The project explores recommendation modeling using:

  • Algebraic SVD
  • Surprise SVD
  • Surprise NMF
  • User similarity analysis in latent space
  • Data poisoning attacks on recommender systems

Repository Contents

  • Data_CollabFilter.xlsx — input ratings dataset
  • *.ipynb — Google Colab / Jupyter notebooks used for the analysis
  • *.pdf — exported notebook/report files
  • README.md — project overview and usage instructions

Assignment Tasks

1. Algebraic SVD Decomposition

Performed algebraic SVD on the user-item matrix using 2 and 5 latent factors.

For each case:

  • computed matrices P, Sigma, and Q
  • reconstructed the matrix
  • calculated RMSE
  • identified the top 3 cells contributing most to RMSE
  • compared the improvement from 2 to 5 factors

2. Surprise SVD

Used the Surprise package to train SVD recommender models with 2 and 5 latent factors.

For each case:

  • extracted latent matrices P and Q
  • generated the latent interaction matrix P × Qᵀ
  • generated the full predicted rating matrix
  • computed:
    • RMSE on known ratings
    • RMSE on all cells (after filling missing entries with 0)
  • generated top 3 recommendations for each user
  • compared recommendation differences between 2 and 5 factors

3. Surprise NMF

Used the Surprise package’s NMF model with 2 and 5 latent factors.

For each case:

  • extracted matrices W and H
  • generated the latent interaction matrix W × Hᵀ
  • generated the full predicted rating matrix
  • computed:
    • RMSE on known ratings
    • RMSE on all cells
  • generated top 3 recommendations for each user
  • compared NMF against SVD

4. Similar Users in Latent Space

Using the 2-factor Surprise SVD result:

  • found three users whose top-3 recommendations overlap the most
  • extracted their latent user vectors
  • computed:
    • Euclidean distance
    • Cosine similarity
  • analyzed which similarity measure better reflects their recommendation overlap

5. Data Poisoning Attack

Simulated poisoning of the recommendation system by adding fake users designed to push:

item7 → item8, item9, item10

Two cases were tested:

  • adding one fictitious user
  • adding three fictitious users

Then:

  • retrained the Surprise SVD model
  • measured how top recommendations changed
  • analyzed how effective the poisoning attack was

Main Findings

  • Increasing latent factors improved algebraic SVD reconstruction quality.
  • For Surprise SVD, increasing factors from 2 to 5 produced only a small improvement.
  • For Surprise NMF, increasing factors from 2 to 5 produced a much larger improvement.
  • NMF outperformed SVD in RMSE for this dataset.
  • Recommendation overlap can be analyzed using latent user vectors.
  • Recommender systems based on matrix factorization are vulnerable to data poisoning, although the attack in this assignment only partially achieved the intended effect.

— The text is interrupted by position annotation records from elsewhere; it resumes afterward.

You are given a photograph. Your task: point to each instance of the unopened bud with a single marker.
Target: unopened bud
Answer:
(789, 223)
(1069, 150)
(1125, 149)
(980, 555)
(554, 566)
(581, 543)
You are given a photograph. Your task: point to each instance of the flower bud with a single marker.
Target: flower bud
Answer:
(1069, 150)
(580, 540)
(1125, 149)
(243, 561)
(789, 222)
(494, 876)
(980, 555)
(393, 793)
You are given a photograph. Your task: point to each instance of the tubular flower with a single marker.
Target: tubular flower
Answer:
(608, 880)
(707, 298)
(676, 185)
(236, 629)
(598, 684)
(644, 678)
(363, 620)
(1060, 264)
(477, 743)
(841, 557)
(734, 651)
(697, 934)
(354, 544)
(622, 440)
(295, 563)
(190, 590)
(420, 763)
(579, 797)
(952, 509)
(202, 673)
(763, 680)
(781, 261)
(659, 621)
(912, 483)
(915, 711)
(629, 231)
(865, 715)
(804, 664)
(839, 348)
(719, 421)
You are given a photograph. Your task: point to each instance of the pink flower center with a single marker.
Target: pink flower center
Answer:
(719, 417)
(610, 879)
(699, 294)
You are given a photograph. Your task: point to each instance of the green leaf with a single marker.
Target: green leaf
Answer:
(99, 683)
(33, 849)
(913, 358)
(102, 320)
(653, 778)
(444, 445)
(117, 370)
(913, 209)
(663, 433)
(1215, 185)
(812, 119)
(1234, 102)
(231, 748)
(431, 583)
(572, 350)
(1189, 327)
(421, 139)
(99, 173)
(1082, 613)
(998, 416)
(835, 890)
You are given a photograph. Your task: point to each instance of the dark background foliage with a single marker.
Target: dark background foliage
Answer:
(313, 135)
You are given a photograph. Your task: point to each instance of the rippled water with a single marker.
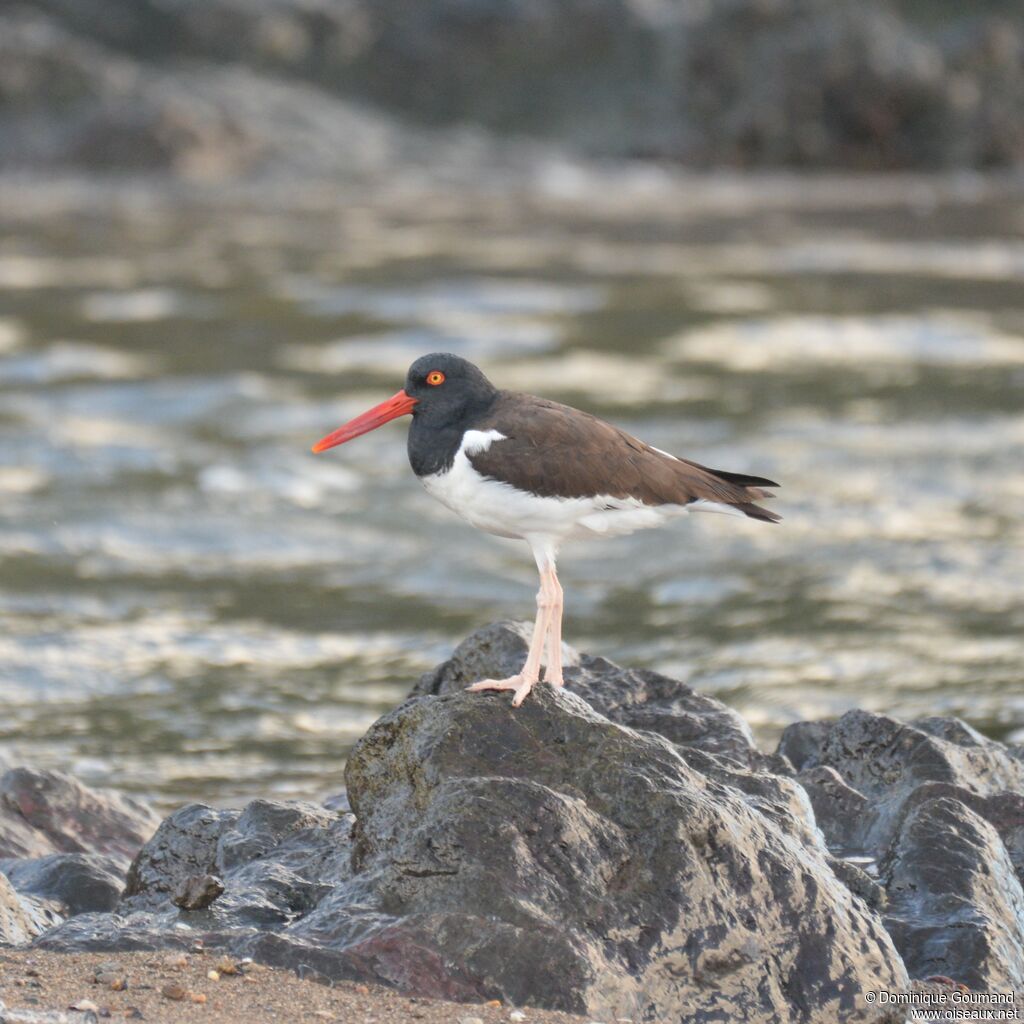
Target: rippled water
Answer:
(196, 606)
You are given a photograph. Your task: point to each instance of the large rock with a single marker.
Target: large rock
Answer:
(636, 697)
(43, 812)
(617, 848)
(955, 906)
(567, 861)
(544, 856)
(73, 883)
(862, 770)
(940, 810)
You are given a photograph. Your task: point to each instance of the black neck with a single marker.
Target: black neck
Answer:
(432, 444)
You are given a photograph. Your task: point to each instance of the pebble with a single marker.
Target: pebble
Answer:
(225, 966)
(112, 979)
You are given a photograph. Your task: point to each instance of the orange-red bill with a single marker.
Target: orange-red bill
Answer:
(398, 404)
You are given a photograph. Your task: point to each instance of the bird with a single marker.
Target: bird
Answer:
(519, 466)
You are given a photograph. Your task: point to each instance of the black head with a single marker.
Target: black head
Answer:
(440, 391)
(446, 388)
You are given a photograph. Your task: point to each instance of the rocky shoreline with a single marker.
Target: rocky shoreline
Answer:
(620, 849)
(215, 88)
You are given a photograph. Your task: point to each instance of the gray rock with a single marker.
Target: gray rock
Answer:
(44, 812)
(955, 905)
(198, 892)
(861, 770)
(22, 918)
(563, 860)
(639, 698)
(78, 883)
(940, 808)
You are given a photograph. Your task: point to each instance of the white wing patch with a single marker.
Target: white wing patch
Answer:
(501, 509)
(474, 441)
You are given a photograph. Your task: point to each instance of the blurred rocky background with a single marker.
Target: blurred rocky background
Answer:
(214, 88)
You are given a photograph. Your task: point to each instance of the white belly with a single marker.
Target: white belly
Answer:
(501, 509)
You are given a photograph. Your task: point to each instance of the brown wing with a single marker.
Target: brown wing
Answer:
(558, 452)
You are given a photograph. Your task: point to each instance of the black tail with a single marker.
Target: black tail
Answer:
(756, 512)
(748, 487)
(742, 480)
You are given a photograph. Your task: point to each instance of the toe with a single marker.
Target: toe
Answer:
(496, 684)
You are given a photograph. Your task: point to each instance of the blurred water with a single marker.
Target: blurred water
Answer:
(196, 606)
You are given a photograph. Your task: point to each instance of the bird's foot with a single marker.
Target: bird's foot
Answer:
(520, 684)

Environment / Requirements

This project was developed in Google Colab using Python.

Suggested packages:

pip install pandas numpy scikit-learn openpyxl
pip install "numpy<2" scikit-surprise

Note: scikit-surprise may require NumPy < 2 in Colab/runtime environments.

How to Run

  1. Upload the dataset file Data_CollabFilter.xlsx
  2. Open the notebook in Google Colab
  3. Run the cells in order:
    • data loading and preprocessing
    • Task 1: Algebraic SVD
    • Task 2: Surprise SVD
    • Task 3: Surprise NMF
    • Task 4: Similarity analysis
    • Task 5: Poisoning experiment

Learning Outcomes

This project demonstrates:

  • matrix factorization for recommender systems
  • reconstruction and prediction error analysis
  • recommendation generation from latent factor models
  • comparison of SVD and NMF methods
  • latent-space user similarity analysis
  • recommender system robustness and poisoning attacks

Author

Mansurbek Satarov

About

Big Data Analytics project on algebraic SVD, Surprise SVD, Surprise NMF, latent user similarity, and recommender system poisoning attacks.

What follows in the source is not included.